The Nine Forces Converging on Primary Care: #9 EMR Fatigue

This is the final installment in a series on the nine forces I identified in The Familiar Physician: Saving Your Doctor in the Era of Obamacare as being part of the perfect storm threatening primary care medicine. While the EMR fits into that category, I want to be clear in conveying that I am an early adopter and strong advocate of the electronic medical record and recognize its potential to improve the quality, safety and efficiency of care while adding to patient empowerment. I would add that while the data entry part of the process can feel a little clunky at first for anyone who grew up on paper charts, you can’t beat the ease of retrieval and sharing.

Having said that, I should mention that if you’re a physician who hasn’t already made the transition, it will take longer to implement and cost more than you imagined or planned. And the learning curve may be steeper than you think, especially when it comes to customizing the EMR for a specific medical practice.

Putting it into very simple terms, what the EMR represents for a large portion of primary care physicians, especially those not employed by a health care organization, is both a blessing and a curse.

Of course physicians transitioning from paper offices to electronic ones who meet the “meaningful use” criteria can take advantage of the incentive programs established through the Recovery Act/HITECH Act of 2009. But the costs you may not consider involve a substantial disruption of workflow in areas like billing and accounts receivable, basic patient documentation, scheduling, lab results and more. Plus a large chunk of time given up for initial as well as ongoing training.
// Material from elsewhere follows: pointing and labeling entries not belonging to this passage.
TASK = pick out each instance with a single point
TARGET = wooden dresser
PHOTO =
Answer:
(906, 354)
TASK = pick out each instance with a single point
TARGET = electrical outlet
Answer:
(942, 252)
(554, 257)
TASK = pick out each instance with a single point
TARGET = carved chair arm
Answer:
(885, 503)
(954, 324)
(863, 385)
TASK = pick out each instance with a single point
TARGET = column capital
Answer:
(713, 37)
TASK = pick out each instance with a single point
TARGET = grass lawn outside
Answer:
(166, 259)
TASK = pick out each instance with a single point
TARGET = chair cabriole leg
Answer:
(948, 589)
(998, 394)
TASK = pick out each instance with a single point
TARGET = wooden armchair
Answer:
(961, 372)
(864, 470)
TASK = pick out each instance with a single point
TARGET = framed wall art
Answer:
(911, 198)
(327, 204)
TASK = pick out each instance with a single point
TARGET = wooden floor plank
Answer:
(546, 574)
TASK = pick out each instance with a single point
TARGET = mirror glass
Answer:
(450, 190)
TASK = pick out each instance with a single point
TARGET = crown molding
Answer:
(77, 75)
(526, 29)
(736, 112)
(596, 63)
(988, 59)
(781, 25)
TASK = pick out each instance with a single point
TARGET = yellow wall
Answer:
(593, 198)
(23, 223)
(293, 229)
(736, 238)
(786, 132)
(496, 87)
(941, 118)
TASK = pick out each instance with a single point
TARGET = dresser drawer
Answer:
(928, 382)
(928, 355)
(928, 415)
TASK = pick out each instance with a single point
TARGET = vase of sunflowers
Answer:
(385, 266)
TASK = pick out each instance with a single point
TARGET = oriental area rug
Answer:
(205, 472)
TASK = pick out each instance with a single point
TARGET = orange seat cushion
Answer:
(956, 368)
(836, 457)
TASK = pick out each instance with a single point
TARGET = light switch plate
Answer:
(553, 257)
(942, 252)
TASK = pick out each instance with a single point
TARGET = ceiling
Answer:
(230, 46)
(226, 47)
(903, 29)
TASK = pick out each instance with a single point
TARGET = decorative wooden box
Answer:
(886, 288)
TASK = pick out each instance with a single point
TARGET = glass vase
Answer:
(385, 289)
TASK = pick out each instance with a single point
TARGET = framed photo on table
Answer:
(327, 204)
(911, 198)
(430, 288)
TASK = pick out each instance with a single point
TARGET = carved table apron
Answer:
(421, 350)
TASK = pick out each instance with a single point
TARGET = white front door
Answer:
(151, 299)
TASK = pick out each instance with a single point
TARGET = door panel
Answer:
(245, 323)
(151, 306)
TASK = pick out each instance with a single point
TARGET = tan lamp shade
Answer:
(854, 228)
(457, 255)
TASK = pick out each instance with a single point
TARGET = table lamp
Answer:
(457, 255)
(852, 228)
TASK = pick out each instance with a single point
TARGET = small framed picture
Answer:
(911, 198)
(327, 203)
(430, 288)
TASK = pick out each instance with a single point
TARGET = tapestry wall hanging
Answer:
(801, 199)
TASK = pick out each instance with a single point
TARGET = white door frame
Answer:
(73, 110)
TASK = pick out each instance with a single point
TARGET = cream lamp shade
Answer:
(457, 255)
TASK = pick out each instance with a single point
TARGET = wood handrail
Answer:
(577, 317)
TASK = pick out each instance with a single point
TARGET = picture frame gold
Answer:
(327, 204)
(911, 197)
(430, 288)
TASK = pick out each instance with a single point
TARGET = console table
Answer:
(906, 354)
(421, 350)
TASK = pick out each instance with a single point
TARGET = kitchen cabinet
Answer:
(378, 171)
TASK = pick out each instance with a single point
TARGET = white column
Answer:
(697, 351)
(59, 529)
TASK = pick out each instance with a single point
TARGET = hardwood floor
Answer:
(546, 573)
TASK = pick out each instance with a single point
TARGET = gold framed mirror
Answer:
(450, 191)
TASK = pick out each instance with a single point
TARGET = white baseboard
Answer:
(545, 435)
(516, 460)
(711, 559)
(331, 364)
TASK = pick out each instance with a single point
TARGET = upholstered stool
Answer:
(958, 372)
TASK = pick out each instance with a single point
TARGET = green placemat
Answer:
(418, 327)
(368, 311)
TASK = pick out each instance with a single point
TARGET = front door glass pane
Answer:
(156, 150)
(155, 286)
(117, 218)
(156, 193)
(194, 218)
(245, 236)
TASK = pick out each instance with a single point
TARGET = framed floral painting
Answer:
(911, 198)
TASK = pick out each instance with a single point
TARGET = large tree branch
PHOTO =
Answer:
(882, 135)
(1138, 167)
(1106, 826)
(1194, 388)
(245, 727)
Considering that many PCPs are already harried and working close to the margin, the time demands of adopting the EMR can feel crushing, especially since you’re not just learning a new way of documentation but also a new approach to patient care.

The challenges are exacerbated for independent practitioners, still the nation’s largest percentage of primary care physicians – and least able to bear the loss of productivity – because they are balancing the cost of an effective EMR system with reimbursement cutbacks. This one issue, more than any other single factor, has been the prime motivator for pushing otherwise unwilling doctors into large medical groups.

The truth is, no one doubts that the EMR is a storm pattern with quite a bit of blue sky and fair weather behind it. Nonetheless, for physician practices in the midst of converting, it initially hits like a Force 12 on the Beaufort scale.